After COVID, Mendocino Farms ended its partnership with the Drakes to save money, he said, and they had to scramble to find a new partner, Sweetgreen. Faced with looming closure, Drake just couldn’t pull the plug on his passion project, even though it takes about $600,000 a year in total to run his farmstead and Sweetgreen makes up only about $400,000 in purchases.

The Drakes try to make up the rest by selling cheese at farmers markets and their farm, where they also offer goat petting, tours with cheese tastings. Drake also sells male goats to families to eat, but he doesn’t butcher any of the animals himself.

The key to making great cheese is simple for Drake: Keep your goats happy and clean. “There’s some really nastytasting goat cheese in the world,” Drake said while giving a tour of the milking station.

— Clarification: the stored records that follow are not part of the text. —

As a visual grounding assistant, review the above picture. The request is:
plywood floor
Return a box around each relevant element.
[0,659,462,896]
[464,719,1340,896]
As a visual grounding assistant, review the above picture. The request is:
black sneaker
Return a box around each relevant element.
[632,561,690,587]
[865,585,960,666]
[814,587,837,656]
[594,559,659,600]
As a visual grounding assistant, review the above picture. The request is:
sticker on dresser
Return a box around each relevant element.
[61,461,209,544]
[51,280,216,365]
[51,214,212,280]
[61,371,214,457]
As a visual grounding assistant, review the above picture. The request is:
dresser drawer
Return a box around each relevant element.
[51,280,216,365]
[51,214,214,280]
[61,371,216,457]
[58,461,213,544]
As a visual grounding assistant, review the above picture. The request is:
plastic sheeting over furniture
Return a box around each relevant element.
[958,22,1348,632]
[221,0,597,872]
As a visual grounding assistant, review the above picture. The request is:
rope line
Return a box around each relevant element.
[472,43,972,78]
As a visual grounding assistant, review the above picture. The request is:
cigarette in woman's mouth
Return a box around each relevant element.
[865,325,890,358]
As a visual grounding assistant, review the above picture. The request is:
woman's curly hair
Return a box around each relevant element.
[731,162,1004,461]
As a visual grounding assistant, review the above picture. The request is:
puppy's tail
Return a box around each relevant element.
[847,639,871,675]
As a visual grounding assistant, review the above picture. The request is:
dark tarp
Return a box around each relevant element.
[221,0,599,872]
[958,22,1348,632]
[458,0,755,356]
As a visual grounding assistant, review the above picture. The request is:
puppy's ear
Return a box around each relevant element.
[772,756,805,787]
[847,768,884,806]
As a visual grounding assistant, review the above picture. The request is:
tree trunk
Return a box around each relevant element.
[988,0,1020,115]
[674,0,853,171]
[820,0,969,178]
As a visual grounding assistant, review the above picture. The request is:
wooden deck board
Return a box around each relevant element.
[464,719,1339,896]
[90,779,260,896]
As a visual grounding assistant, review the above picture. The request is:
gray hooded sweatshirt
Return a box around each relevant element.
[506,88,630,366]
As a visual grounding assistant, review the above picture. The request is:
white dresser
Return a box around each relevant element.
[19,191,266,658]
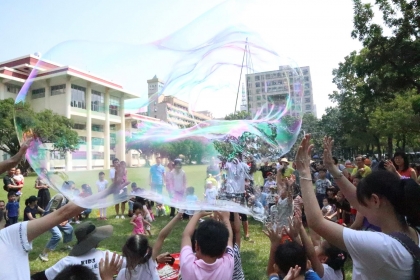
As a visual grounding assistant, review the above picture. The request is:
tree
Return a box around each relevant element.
[352,0,420,98]
[0,98,79,171]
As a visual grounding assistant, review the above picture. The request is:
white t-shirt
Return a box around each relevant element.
[116,258,160,280]
[45,248,112,280]
[343,228,420,280]
[321,263,343,280]
[96,180,108,192]
[0,222,32,279]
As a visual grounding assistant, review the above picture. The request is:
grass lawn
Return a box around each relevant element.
[0,165,351,280]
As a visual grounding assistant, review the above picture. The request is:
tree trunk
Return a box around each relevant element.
[388,135,393,159]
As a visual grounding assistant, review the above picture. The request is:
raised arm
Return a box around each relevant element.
[27,202,85,242]
[152,213,182,260]
[295,134,346,250]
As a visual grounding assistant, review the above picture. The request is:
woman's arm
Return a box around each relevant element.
[295,134,346,250]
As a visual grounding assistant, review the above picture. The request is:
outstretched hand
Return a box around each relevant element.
[323,136,334,170]
[295,134,313,172]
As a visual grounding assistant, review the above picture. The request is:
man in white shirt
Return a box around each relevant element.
[32,222,113,280]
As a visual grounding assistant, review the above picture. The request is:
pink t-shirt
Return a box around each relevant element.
[180,246,235,280]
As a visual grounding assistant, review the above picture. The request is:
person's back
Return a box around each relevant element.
[180,213,234,280]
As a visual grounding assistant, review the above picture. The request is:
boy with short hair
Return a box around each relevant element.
[6,191,19,226]
[180,212,234,280]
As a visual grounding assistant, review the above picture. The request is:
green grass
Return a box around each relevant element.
[0,165,352,280]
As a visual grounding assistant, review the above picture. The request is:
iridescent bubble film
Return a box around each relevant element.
[14,2,303,220]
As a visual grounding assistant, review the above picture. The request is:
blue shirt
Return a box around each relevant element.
[150,164,165,185]
[6,201,19,218]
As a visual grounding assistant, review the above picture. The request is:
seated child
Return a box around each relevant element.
[180,212,234,280]
[183,187,198,220]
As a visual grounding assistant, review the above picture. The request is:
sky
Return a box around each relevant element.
[0,0,361,117]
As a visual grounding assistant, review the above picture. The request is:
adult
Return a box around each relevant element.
[3,167,20,192]
[35,168,51,209]
[0,200,6,230]
[207,157,220,181]
[109,158,127,219]
[296,135,420,280]
[166,159,187,218]
[149,157,166,194]
[23,195,44,221]
[32,222,114,280]
[392,152,417,181]
[39,181,75,262]
[277,158,295,178]
[350,155,372,180]
[259,159,273,184]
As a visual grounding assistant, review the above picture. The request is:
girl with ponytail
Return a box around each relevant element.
[295,135,420,280]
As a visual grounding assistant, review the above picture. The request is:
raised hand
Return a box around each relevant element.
[295,134,313,173]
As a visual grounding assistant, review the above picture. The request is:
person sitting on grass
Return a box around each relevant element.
[32,222,114,280]
[116,213,182,280]
[180,212,234,280]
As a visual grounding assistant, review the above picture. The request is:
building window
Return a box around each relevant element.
[90,90,105,113]
[32,88,45,99]
[79,136,86,144]
[92,137,104,146]
[92,152,104,159]
[109,96,120,116]
[92,124,104,132]
[73,123,86,130]
[70,85,86,109]
[6,84,20,94]
[51,85,66,96]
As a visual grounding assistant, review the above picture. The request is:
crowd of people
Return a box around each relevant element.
[0,135,420,280]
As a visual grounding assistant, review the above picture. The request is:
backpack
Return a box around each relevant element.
[389,232,420,280]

Goats, like cows, need to be milked twice a day, but Drake said most places don’t follow the same rigorous schedule as his business does. “There’s no cleaning…there’s no checking, you just get what you get. And that’s why the cheese tastes horrible,” he said.

He spends around $16,000 a month on 50 tons of high-quality alfalfa hay for his livestock. “When we take a lot of extra time and we double our expense and labor … then that comes back to us in a quality product,” said Drake, who noted that his farm has Certified Humane status. Considering how much labor he puts into the farm, sometimes it isn’t clear whether Drake’s working for the goats or if they’re working for him.

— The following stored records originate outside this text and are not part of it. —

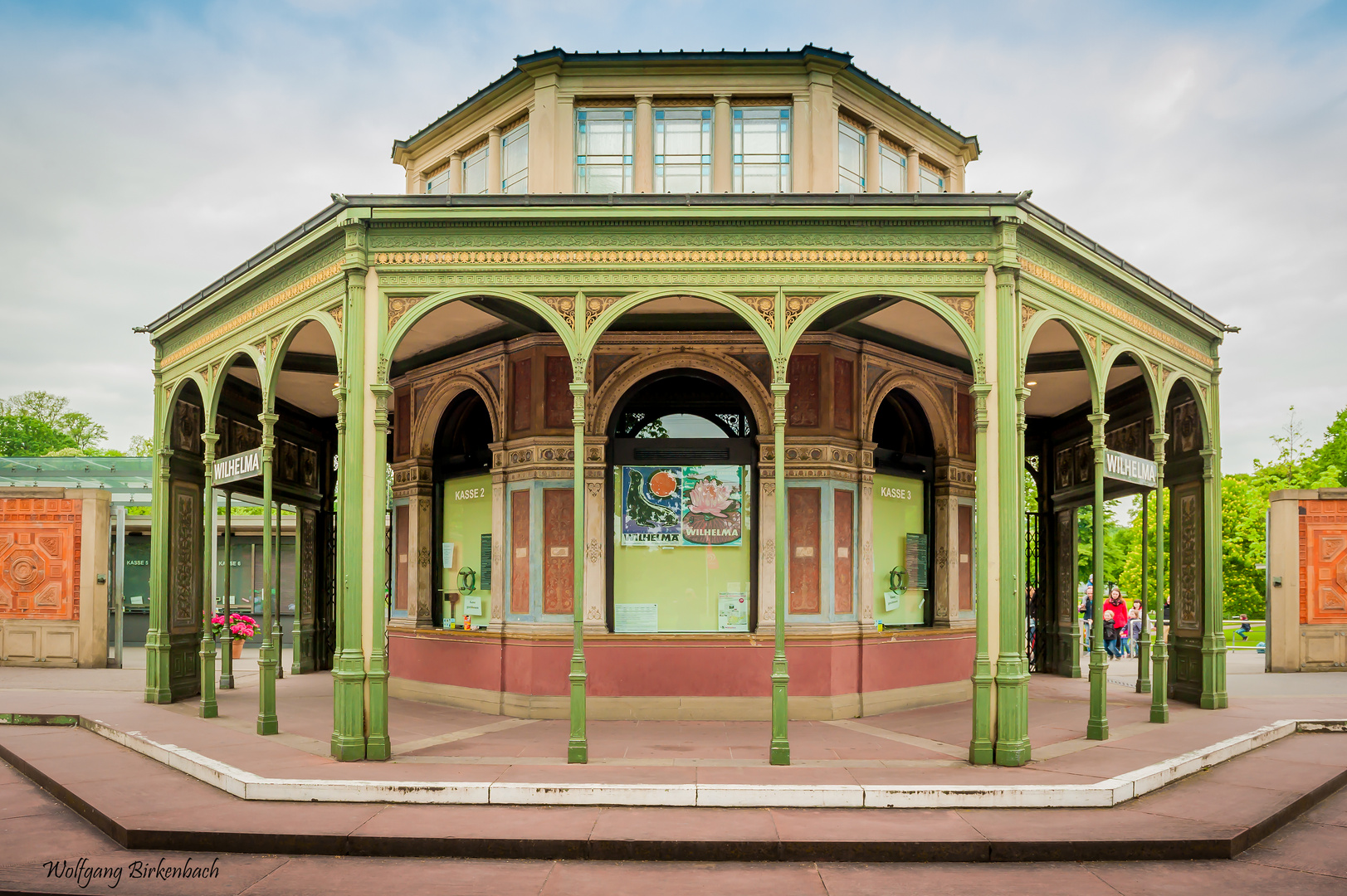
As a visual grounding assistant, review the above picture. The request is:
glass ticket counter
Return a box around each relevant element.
[437,473,491,626]
[873,473,934,626]
[612,465,753,632]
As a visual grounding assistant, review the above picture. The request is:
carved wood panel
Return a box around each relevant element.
[785,354,819,426]
[543,354,573,428]
[787,488,822,613]
[0,499,81,620]
[509,489,530,615]
[1300,500,1347,626]
[1170,482,1203,636]
[543,489,575,613]
[510,358,534,432]
[832,490,856,613]
[832,358,856,432]
[168,482,203,635]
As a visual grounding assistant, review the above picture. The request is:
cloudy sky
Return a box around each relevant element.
[0,0,1347,471]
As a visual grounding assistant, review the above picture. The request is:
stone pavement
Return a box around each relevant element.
[0,756,1347,896]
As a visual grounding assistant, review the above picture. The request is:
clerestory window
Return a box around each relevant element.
[731,106,791,192]
[655,110,711,192]
[575,110,634,192]
[838,121,865,192]
[501,121,528,192]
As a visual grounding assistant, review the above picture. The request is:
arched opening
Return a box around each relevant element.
[606,368,757,632]
[870,379,937,626]
[425,389,500,628]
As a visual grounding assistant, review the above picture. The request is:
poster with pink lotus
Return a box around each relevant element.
[679,465,745,547]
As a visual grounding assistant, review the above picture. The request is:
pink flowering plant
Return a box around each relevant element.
[210,613,257,640]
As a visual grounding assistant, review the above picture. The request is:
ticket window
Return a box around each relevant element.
[612,464,753,633]
[873,473,934,626]
[437,473,493,628]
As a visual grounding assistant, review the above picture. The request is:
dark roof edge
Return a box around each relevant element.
[392,43,981,156]
[145,192,1228,333]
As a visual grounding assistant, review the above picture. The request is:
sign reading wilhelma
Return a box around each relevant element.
[1103,449,1159,488]
[212,447,261,485]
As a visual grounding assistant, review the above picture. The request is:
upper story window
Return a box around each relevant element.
[426,168,448,192]
[501,121,528,192]
[880,143,908,192]
[575,110,636,192]
[917,164,947,192]
[731,106,791,192]
[463,147,486,195]
[655,110,711,192]
[838,121,865,192]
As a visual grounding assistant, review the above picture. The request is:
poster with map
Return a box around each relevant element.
[621,466,683,547]
[620,465,746,547]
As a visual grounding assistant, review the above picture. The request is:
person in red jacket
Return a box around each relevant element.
[1103,585,1127,659]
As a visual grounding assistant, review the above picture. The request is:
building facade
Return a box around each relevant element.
[139,47,1224,764]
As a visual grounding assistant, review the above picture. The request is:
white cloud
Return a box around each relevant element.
[0,0,1347,469]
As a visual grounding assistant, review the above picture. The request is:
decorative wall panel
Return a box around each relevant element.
[0,497,81,620]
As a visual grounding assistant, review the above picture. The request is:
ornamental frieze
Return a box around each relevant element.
[373,249,988,264]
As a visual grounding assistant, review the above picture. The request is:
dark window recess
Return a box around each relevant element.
[544,356,573,428]
[393,392,412,460]
[785,354,819,426]
[955,392,973,457]
[510,358,534,431]
[477,533,491,592]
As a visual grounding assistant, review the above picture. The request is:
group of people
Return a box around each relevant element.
[1077,577,1169,659]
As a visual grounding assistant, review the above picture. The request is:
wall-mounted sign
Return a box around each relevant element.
[1103,449,1157,488]
[212,447,261,485]
[621,465,748,547]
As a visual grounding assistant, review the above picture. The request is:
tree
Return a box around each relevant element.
[0,391,108,457]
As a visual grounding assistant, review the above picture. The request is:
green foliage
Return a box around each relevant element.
[0,391,108,457]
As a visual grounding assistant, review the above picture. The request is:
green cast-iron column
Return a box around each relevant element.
[365,379,393,760]
[1150,431,1169,723]
[769,374,791,765]
[566,377,588,764]
[1202,367,1230,709]
[145,353,173,704]
[1137,492,1150,694]
[198,423,217,718]
[995,260,1029,765]
[220,490,234,690]
[257,412,279,734]
[969,382,995,765]
[331,221,366,762]
[1086,414,1109,741]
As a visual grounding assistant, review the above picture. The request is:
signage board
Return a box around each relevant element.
[212,447,261,485]
[1103,449,1157,488]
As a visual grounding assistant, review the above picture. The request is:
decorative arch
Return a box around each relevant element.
[582,287,776,357]
[378,287,579,372]
[781,287,982,371]
[861,371,958,457]
[1156,371,1215,449]
[205,345,266,425]
[586,352,772,436]
[1099,345,1161,421]
[155,371,214,449]
[411,372,505,460]
[264,311,346,396]
[1020,310,1105,414]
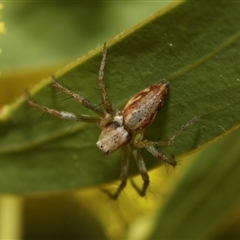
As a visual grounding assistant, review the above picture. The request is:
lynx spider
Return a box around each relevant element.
[26,42,197,199]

But the recent setbacks haven’t deterred him from dreaming. “I want to have a regenerative farm that actually enhances the environment, doesn’t take away from it,” he said.

He’ll be moving soon to a much larger plot of land in Riverside County, where he hopes to cut costs by installing a battery or solar panel that could help combat Edison’s summertime surge pricing for electricity. And he’s realizing he can tap into the agriculture tourism industry dollars by offering more educational tours of the farm.

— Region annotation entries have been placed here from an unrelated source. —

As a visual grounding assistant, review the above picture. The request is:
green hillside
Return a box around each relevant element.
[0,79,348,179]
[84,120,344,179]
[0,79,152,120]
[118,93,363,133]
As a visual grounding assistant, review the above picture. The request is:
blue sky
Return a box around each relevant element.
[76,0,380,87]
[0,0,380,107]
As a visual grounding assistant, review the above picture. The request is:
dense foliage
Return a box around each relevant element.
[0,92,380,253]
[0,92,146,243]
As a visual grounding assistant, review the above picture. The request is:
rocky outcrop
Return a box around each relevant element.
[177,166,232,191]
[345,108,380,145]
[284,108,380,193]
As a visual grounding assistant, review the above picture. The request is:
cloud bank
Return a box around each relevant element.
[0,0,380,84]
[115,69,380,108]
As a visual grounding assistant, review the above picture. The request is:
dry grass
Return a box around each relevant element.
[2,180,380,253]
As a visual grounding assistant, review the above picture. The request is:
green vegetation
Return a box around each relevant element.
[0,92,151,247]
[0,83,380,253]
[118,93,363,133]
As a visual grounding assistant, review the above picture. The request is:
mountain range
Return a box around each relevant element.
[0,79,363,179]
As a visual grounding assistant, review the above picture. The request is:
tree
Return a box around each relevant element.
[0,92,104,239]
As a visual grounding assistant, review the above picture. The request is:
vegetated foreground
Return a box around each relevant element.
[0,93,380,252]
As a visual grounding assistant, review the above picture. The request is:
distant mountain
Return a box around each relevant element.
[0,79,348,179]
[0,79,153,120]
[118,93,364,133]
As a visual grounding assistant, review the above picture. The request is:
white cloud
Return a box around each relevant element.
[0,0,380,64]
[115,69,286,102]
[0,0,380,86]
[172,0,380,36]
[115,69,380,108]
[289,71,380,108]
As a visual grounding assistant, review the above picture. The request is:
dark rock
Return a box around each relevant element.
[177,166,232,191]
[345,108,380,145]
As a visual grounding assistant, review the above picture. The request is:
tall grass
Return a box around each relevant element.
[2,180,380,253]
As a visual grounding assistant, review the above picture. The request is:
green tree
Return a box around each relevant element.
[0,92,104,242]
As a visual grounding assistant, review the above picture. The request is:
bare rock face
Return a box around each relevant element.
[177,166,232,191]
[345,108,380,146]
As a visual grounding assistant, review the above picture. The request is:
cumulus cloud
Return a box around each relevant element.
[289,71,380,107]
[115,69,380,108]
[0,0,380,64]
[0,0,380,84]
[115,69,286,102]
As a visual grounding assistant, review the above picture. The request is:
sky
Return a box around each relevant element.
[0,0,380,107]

Drake said he’s faced many tough times in the business when the rational thing to do would have been to shut it down. But he’s never had the heart to pull the plug.

He and his wife also see the farm as a form of public service. According to Kim Drake, people who visit the farm leave feeling more deeply connected with nature as the source of their food.

In Drake’s petting zoo, families and children are all over the goats, which wander person to person searching for snacks and attention. Jennifer Sleeper, a trauma therapist, just happened to be cuddling a newborn goat whose mother was one of the dozen taken.

“[This] is the happiest I’ve ever been in a long time,” said Sleeper as the orphaned kid lounged peacefully in her lap and another sucked her finger, hungry for milk.

Sleeper is a pescatarian, but the Drake Family Farm’s cheese is one she will eat because she sees the ethical sourcing that goes into it. “I think it’s really good to support places like this,” said the Venice resident of the farm that is one of only two goat dairy operations in Southern California, the other being in San Luis Obispo County. She hopes to volunteer even if the farmstead moves farther out in Riverside County.

“The cheese,” she added, “is just delicious.”